General practitioners’ views on the acceptability and applicability of a web-based intervention to reduce antibiotic prescribing for acute cough in multiple European countries: a qualitative study prior to a randomised trial
- Equal contributors
1 Centre for General Practice, Vaccine & Infectious Disease Institute (VAXINFECTIO), Laboratory of microbiology, University of Antwerp, Antwerp, Belgium
2 Primary Care and Population Sciences, Faculty of Medicine, University of Southampton, Southampton, SO16 5ST, UK
3 Department of Epidemiology & Public Health, University College London, London, UK
4 Applied Research in Respiratory Diseases, Hospital Clinic of Barcelona, Barcelona, Spain
5 Department of Family and Community Medicine, Medical University of Lodz, Lodz, Poland
6 Primary Care Centre Jaume I, University Rovira i Virgili, Tarragona, Spain
7 Department of General Practice, CAPHRI School for Public Health and Primary Care, Maastricht University, Maastricht, the Netherlands
8 Cochrane Institute of Primary Care and Public Health, School of Medicine, Cardiff University, Cardiff, UK
9 Faculty of Human and Social Sciences, University of Southampton, Southampton, UK
10 Julius Centre for Health Sciences and Primary Care, University Medical Center Utrecht, Utrecht, Netherlands
11 Laboratory of Microbiology, Vaccine & Infectious Disease Institute (VAXINFECTIO), University of Antwerp, Antwerp, Belgium
Citation and License
BMC Family Practice 2012, 13:101 doi:10.1186/1471-2296-13-101Published: 11 October 2012
Interventions to promote prudent antibiotic prescribing by general practitioners (GPs) have often only been developed for use in one country. We aimed to develop an intervention which would be appropriate to implement in multiple European countries in order to offer greater benefit to practice whilst using fewer resources. The INTRO (INternet TRaining for antibiOtic use) intervention needed to deliver training to GPs in the use of C-Reactive Protein (CRP) near patient tests to help diagnose acute cough and in communication skills to help explain prescribing decisions to patients. We explored GPs’ views on the initial version of INTRO to test acceptability and potentially increase applicability for use in multiple countries before the start of a randomised trial.
30 GPs from five countries (Belgium, England, the Netherlands, Poland and Spain), were interviewed using a “think aloud” approach.
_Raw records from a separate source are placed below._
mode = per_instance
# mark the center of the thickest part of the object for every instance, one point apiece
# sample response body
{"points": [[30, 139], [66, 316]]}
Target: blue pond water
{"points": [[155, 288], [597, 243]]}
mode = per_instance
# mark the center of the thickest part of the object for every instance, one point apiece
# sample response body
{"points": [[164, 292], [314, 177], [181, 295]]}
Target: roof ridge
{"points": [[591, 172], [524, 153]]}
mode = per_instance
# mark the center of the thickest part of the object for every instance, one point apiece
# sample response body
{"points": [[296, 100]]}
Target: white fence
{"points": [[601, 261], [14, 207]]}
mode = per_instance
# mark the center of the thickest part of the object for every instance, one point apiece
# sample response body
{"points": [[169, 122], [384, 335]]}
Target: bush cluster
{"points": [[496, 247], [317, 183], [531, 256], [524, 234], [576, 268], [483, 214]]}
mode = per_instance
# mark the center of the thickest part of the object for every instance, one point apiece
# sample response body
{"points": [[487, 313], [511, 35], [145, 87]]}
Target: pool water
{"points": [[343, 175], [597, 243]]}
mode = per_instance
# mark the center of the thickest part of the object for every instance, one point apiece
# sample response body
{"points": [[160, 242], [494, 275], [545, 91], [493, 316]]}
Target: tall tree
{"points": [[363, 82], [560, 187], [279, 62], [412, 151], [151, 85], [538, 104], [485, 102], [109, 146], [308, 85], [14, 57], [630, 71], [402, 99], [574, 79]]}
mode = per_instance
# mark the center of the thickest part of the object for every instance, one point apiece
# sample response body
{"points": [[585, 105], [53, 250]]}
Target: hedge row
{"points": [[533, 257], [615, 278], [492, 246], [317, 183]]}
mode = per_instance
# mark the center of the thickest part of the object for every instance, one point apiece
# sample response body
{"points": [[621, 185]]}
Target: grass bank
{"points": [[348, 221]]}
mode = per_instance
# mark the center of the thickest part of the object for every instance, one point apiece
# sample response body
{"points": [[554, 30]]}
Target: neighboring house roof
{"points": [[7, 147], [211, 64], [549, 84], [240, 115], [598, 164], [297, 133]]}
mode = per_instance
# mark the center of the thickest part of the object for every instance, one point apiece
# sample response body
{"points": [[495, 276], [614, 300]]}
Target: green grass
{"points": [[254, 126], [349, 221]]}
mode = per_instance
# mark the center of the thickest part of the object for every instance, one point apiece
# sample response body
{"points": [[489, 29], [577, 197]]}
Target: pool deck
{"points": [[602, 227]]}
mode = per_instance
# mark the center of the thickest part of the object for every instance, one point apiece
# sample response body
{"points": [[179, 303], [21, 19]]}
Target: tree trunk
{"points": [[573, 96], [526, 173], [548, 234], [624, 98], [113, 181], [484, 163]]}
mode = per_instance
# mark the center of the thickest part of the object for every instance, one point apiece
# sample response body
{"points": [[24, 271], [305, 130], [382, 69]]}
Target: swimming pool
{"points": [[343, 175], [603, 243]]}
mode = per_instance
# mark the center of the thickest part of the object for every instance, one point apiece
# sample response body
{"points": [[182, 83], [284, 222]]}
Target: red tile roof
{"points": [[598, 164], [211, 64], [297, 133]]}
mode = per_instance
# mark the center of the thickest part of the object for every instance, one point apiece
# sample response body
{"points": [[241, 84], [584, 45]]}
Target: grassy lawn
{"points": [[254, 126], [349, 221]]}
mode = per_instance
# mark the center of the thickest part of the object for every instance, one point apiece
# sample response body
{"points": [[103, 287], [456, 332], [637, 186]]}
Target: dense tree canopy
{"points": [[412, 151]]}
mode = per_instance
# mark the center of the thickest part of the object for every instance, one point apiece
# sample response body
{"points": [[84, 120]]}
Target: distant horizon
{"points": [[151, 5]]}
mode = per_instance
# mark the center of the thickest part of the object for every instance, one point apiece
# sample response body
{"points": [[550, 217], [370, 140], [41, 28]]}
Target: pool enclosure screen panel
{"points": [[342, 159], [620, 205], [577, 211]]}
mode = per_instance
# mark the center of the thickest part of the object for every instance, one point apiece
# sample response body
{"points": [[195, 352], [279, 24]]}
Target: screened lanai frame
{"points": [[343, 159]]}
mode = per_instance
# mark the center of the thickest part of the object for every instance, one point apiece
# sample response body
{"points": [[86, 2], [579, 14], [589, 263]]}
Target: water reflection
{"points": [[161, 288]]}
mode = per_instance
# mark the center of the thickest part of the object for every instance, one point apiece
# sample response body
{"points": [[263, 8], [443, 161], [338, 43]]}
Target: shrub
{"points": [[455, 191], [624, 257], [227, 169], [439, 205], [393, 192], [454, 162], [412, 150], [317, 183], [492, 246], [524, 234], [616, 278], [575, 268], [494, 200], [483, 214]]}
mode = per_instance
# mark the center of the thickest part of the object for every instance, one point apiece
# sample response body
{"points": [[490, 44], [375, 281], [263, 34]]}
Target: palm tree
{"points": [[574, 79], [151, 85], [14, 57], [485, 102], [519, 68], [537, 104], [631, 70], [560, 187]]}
GPs were asked to work through the intervention and discuss their views on the content and format in relation to following the intervention in their own practice. GPs viewed the same intervention but versions were created in five languages. Data were coded using thematic analysis.
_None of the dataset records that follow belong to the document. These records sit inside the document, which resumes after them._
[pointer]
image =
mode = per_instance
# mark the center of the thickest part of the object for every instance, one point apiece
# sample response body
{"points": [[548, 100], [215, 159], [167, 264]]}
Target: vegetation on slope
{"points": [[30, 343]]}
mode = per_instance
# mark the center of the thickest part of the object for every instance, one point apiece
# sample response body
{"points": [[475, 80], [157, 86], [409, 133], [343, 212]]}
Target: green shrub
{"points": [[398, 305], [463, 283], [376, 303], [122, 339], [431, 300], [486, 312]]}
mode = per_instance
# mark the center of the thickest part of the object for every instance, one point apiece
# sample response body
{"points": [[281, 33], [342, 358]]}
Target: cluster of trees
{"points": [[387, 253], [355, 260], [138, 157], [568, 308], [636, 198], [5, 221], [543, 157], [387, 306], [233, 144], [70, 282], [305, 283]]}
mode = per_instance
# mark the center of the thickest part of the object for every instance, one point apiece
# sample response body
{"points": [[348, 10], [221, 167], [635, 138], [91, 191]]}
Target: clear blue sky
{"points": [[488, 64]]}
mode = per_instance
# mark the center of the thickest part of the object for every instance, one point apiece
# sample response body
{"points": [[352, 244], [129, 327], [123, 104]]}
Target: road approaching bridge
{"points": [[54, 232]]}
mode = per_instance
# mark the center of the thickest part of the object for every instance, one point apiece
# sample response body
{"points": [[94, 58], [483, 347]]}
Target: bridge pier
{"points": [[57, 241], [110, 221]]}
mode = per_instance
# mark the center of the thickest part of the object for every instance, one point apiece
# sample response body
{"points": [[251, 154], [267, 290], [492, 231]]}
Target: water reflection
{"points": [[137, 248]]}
GPs in all five countries reported the view that the intervention addressed an important topic, was broadly acceptable and feasible to use, and would be a useful tool to help improve clinical practice. However, GPs in the different countries identified aspects of the intervention that did not reflect their national culture or healthcare system. These included perceived differences in communication style used in the consultation, consultation length and the stage of illness at which patient typically presented.
An online intervention to support evidence-based use of antibiotics is acceptable and feasible to implement amongst GPs in multiple countries. However, tailoring of the intervention to suit national contexts was necessary by adding local information and placing more emphasis on the fact that GPs could select the communication skills they wished to use in practice. Using think aloud methods to complement the development of interventions is a powerful method to identify regional contextual barriers to intervention implementation.